An open API service indexing awesome lists of open source software.

https://github.com/nolantrem/keywordspotting

Code to test feature extractor and backend classifier parameters of KWS systems.
https://github.com/nolantrem/keywordspotting

analog-machine-learning keyword-spotting

Last synced: 13 days ago
JSON representation

Code to test feature extractor and backend classifier parameters of KWS systems.

Awesome Lists containing this project

README

          

# Optimization of Keyword Spotting Systems
Conducted by Maria Gordiyenko and Nolan Tremelling under Professor Peter Kinget at Columbia University.

The aim of this research is to explore the on-chip and neural network parameters used in keyword spotting systems
such as Amazon Alexa, Siri, and Google Home. System design greatly impacts the functionality and reliability of the
produced results.

Our final publication of this work was accepted as a full paper by the [TinyML Research Symposium 2023 and is available here](https://arxiv.org/abs/2304.08541).

# Initial testing
The scripts in this repository were developed to allow for the processing, feature extraction, classification, and
post-classification of the dataset. The neural network chosen for this implementation is a vanilla-network described by
[Sainath, et al.](https://static.googleusercontent.com/media/research.google.com/en//pubs/archive/43969.pdf) The benefit
of such a convolution neural network is the relative improvement of false rejection rates when compared to a deep neural network.

For each parameter, nominal choices were determined a set constant. The dataset was then extracted with one parameter swept.
The parameters swept and their respective ranges are as follows:

| Parameter | Range |
|--------------------------|-----------------|
| Number of filters | [2, 32] |
| Quality factor | [0.1, 100] |
| Maximum center frequency | [800Hz, 4000Hz] |

The time required to train the feature extracted dataset is directly related to the number of filters.
On average, it took 1786.1 minutes to train on the CISL servers.
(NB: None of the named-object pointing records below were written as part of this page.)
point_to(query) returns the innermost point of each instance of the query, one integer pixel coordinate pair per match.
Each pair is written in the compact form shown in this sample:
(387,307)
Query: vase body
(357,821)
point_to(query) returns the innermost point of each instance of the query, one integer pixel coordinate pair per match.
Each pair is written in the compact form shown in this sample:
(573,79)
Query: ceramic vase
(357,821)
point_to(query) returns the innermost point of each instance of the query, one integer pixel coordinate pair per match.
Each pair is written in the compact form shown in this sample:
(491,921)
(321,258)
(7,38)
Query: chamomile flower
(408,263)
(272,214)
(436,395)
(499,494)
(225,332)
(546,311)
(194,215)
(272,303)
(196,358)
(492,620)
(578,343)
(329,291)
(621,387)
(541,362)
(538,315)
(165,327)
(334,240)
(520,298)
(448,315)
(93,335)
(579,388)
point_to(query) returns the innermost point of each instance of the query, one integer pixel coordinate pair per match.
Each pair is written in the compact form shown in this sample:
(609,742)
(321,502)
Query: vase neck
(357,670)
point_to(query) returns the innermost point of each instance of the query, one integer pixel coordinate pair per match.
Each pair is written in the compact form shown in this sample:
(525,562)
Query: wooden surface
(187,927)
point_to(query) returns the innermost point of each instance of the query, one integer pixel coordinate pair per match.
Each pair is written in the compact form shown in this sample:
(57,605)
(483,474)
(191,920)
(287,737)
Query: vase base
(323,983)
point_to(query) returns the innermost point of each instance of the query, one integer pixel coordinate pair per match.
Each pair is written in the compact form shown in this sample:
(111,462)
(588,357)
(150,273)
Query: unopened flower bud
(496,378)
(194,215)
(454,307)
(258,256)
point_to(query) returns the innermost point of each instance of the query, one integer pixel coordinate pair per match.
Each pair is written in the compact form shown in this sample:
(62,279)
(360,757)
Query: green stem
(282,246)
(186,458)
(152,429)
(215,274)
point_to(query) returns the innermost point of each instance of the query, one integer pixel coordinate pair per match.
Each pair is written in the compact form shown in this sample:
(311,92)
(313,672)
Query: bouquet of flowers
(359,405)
## Results from initial testing
Dataset classification with variated filters indicated diminishing power consumption returns after 16 filters.

At 16 filters:
- 86.381% Accuracy
- σ = 0.0052
- µ = 0.8613

Dataset classification with variated quality factor indicated diminishing power consumption returns after a quality factor of 3.

At a quality factor of 3:
- 86.667% Accuracy
- σ = 0.0076
- µ = 0.8638

Dataset classification with variated maximum center frequency indicated diminishing power consumption returns after 2000Hz.

At 2000HZ:
- 85.905% Accuracy
- σ = 0.0015
- µ = 0.8587

## Analysis of results
The results collected further elaborate on the findings of Xinghua Sun. It's emphatic to note two key observations:
- The testing for maximum center frequency completed by Sun failed to recognize that human voicings fail to commonly exceed 3kHz.
- The ≈10% variation between Sun's implementation and our MATLAB implementation is due to the reduced size of our dataset. Such a claim is consistent with the work found by [Kaplan, et al. in _Scaling Laws for Neural Language Models_](https://arxiv.org/abs/2001.08361).

Sun's implementation of the ResNet15 model using 100% of dataset:

| | Proposed optimization | Accuracy |
|--------------------------|-----------------------|----------|
| Number of filters | n > 8 | 95-96% |
| Quality factor | q > 3 | 96% |
| Maximum center frequency | F > 1000 Hz | 95-96% |

MATLAB implementation of "vanilla" CNN model using only 10% of dataset:

| | Proposed optimization | Accuracy | Corrected accuracy( 0.13 loss correction) |
|--------------------------|-----------------------|----------|-------------------------------------------|
| Number of filters | n = 16 | 86.381% | 97.61053% |
| Quality factor | q = 3 | 86.667% | 97.93371% |
| Maximum center frequency | F = 2000Hz | 85.905% | 97.07265% |

![Results for variation of maximum center frequency](Photos/NumberOfFiltersAccuracyChart.bmp)
![Results for variation of maximum center frequency](Photos/MaxFrequencyAccuracyChart.bmp)
![Results for variation of maximum center frequency](Photos/QualityFactorAccuracyChart.bmp)

# Further Testing

## Parameter Covariation
After initial testing, it is evident that there are marginal diminishing returns after the following factors:

- 16 filters
- Quality factor of 3
- Maximum frequency of 2000 Hz

Based on this information, we propose further testing using slight variation around these parameters
to further test and find analog component optimization. The following variations have been chosen, where
two parameters are varied such that a three-dimensional mapping can be created and analyzed.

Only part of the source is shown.